Works council co-determination rights can be triggered under the following circumstances:

  1. Co-determination rights must be honored when the employer seeks to implement rules on how employees should behave at work (e.g., through non-smoking policies, ethics and compliance rules, or whistleblowing policies).
  2. Works councils have the right to co-determine if the employer wants to introduce technical facilities or devices that can be used to monitor behavior or performance of individual employees (e.g., camera surveillance, telephone, email program, business software). This right applies regardless of whether the employer intends to use the technical facilities to monitor employees. The mere possibility that the employer could use the device to make employment decisions based on the employees’ behavior or performance would be sufficient to trigger co-determination rights.

In the social media context, it is necessary to differentiate between an employer's intent to establish a rule governing the employees’ use of social media and one governing its own use.

Co-Determination Rights Regarding Social Media Guidelines

Many employers seek to create social media guidelines to promote an employee's responsible use of social media. But employers in Germany generally cannot create binding directives aimed at employees’ personal/non-business use of social media. If the employer provides recommendations only, works council co-determination will not apply.

As a general rule, co-determination rights exist only in connection with rules for employees’ use of social media in a business context, and only with regard to employees who do not work with social media as their main contractual duty (e.g., they are not the Social Media Manager of the company).  

What About the Setup of the Employer's Own Facebook or Twitter Account?

One would assume that a company’s Facebook (or Twitter, LinkedIn, etc.) account does not qualify as a "technical facility that can be used to monitor behavior or performance of individual employees," the implementation of which, as explained above, would trigger works council co-determination.
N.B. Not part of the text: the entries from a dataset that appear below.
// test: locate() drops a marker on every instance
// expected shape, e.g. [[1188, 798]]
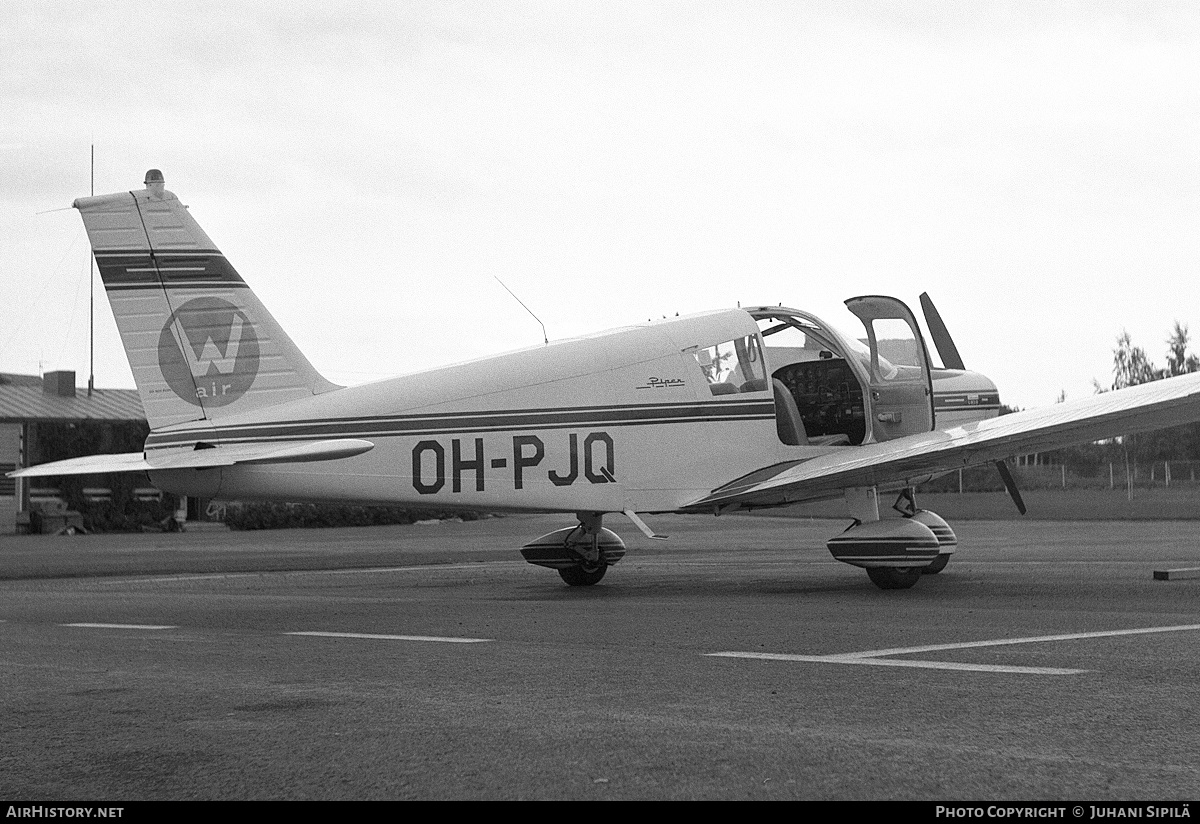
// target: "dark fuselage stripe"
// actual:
[[474, 422]]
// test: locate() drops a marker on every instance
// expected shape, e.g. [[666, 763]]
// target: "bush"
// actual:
[[307, 516]]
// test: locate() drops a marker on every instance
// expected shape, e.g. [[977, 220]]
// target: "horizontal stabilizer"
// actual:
[[219, 456]]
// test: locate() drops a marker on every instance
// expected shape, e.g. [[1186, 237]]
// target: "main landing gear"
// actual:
[[581, 553], [895, 552]]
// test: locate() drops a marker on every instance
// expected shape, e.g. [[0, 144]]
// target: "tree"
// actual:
[[1131, 366], [1179, 361]]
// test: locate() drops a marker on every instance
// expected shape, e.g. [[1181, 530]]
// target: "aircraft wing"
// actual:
[[204, 458], [912, 459]]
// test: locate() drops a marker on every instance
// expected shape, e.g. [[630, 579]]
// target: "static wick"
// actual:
[[544, 336]]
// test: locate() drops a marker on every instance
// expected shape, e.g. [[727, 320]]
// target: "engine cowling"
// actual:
[[901, 542]]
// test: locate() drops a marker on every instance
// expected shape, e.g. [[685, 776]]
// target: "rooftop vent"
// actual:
[[60, 384]]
But a recent decision of the German Federal Labor Court shows that co-determination rights could be triggered, depending on the technical possibilities of the site the employer is using.
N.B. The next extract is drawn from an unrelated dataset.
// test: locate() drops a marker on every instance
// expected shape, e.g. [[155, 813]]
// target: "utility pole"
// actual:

The employer in question operates blood donation services. In 2013, the employer opened a company Facebook account and decided to give other Facebook users the ability to post comments on a virtual pin-board. Some of the blood donors posted critical remarks about individual employees working for the company. In response, the company’s works council demanded that the employer switch off its Facebook page.

While the Regional labor court of Düsseldorf had ruled in 2015 that a Facebook account is not a "technical facility of the employer" that would warrant co-determination, the German Federal labor court took a different view and ruled:

If the employer publishes visitor postings on his Facebook page and these postings refer to the behavior or performance of individual employees, the configuration of this technical function is subject to works council co-determination.

The decision raises important questions. Could the works council demand that the employer switch off the company's client relationship management system (CRMS) and only switch it on again after agreeing on the use of the CRMS with the works council? Is it still possible to publish a company email address on the company web page, which customers can use to address their questions and to give feedback, without previously reaching an agreement on the use of this email address with the works council? These questions remain unanswered — at least for now.

Since the co-determination procedure with a litigious works council can take several months in Germany, employers may have to start thinking about an alternative means for managing their customer relationships. 

Information contained in this publication is intended for informational purposes only and does not constitute legal advice or opinion, nor is it a substitute for the professional judgment of an attorney.